Know the facts about factor
SPF (Sun Protection Factor) is the measurement of how effective a sunscreen is from protecting you from UVB rays that cause sunburn. It gives you an indication of how long you can spend in the sun when wearing it. A simple formula is this: if you can normally spend 10 minutes in the sun without burning, SPF 15 will allow you to spend 15 times longer than that – 150 minutes. But remember that SPF is only slowing down damage, not preventing it! So stay sun-safe by reapplying regularly and covering-up with light-weight summer clothes.
Avoid “cute” freckles
Did you know that freckles are actually a sign of sun damage? Freckles are formed when melanocytes, found in your skin cells, overproduce the pigment melanin. It’s melanin that naturally protects your skin from UV rays by causing it to tan and darken – like putting up a parasol for shade! Shield yourself (and your family) from future discoloration and always apply sunscreen, paying particular attention to freckle-prone areas, like your face, shoulders and hands. We recommend a face mist with SPF like Supergoop! Defense Refresh Setting Mist SPF 50. Beside strong factor, this one will also set up your makeup. 👌
Moles can vary in shape and sizes; but in general, they tend to be round in shape, and appear in fair-skinned people. Overexposure to the sun’s UVA and UVB rays can cause a mole to form or to change in appearance. So stay out of the midday sun and wear sunscreen all over, paying particular attention to your moles and mole-prone areas. And, if you see a mole that’s changing its characteristics, visit your doctor to get their advice.

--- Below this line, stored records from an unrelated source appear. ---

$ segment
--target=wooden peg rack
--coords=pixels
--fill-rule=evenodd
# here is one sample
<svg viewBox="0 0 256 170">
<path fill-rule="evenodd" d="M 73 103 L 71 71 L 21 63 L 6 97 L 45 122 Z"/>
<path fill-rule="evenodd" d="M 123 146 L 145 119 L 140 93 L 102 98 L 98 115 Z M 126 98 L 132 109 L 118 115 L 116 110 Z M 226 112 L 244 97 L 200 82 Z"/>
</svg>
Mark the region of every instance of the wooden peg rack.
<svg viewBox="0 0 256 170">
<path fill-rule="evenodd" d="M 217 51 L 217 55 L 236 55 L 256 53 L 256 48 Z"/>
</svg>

One shot of sunscreen, please.
It’s said that most people only apply 25 – 50% of the recommended amount of sunscreen. Don’t fall into that group. You should apply the equivalent of a shot glass, that is 1 ounce, dermatologists consider that amount is needed to cover the exposed areas of the body. Do that at least 15 minutes before you go outdoors. And don’t forget to reapply every few hours, especially if you’re swimming, perspiring or rubbing at your skin.
Watch out for expiration date
All sunscreens will come with a “use by date” on them. You should never use sunscreen after it has expired. Sunscreens are designed to remain at original strength for up to three years If the color or consistency changes, it’s time to throw it away and get a new one.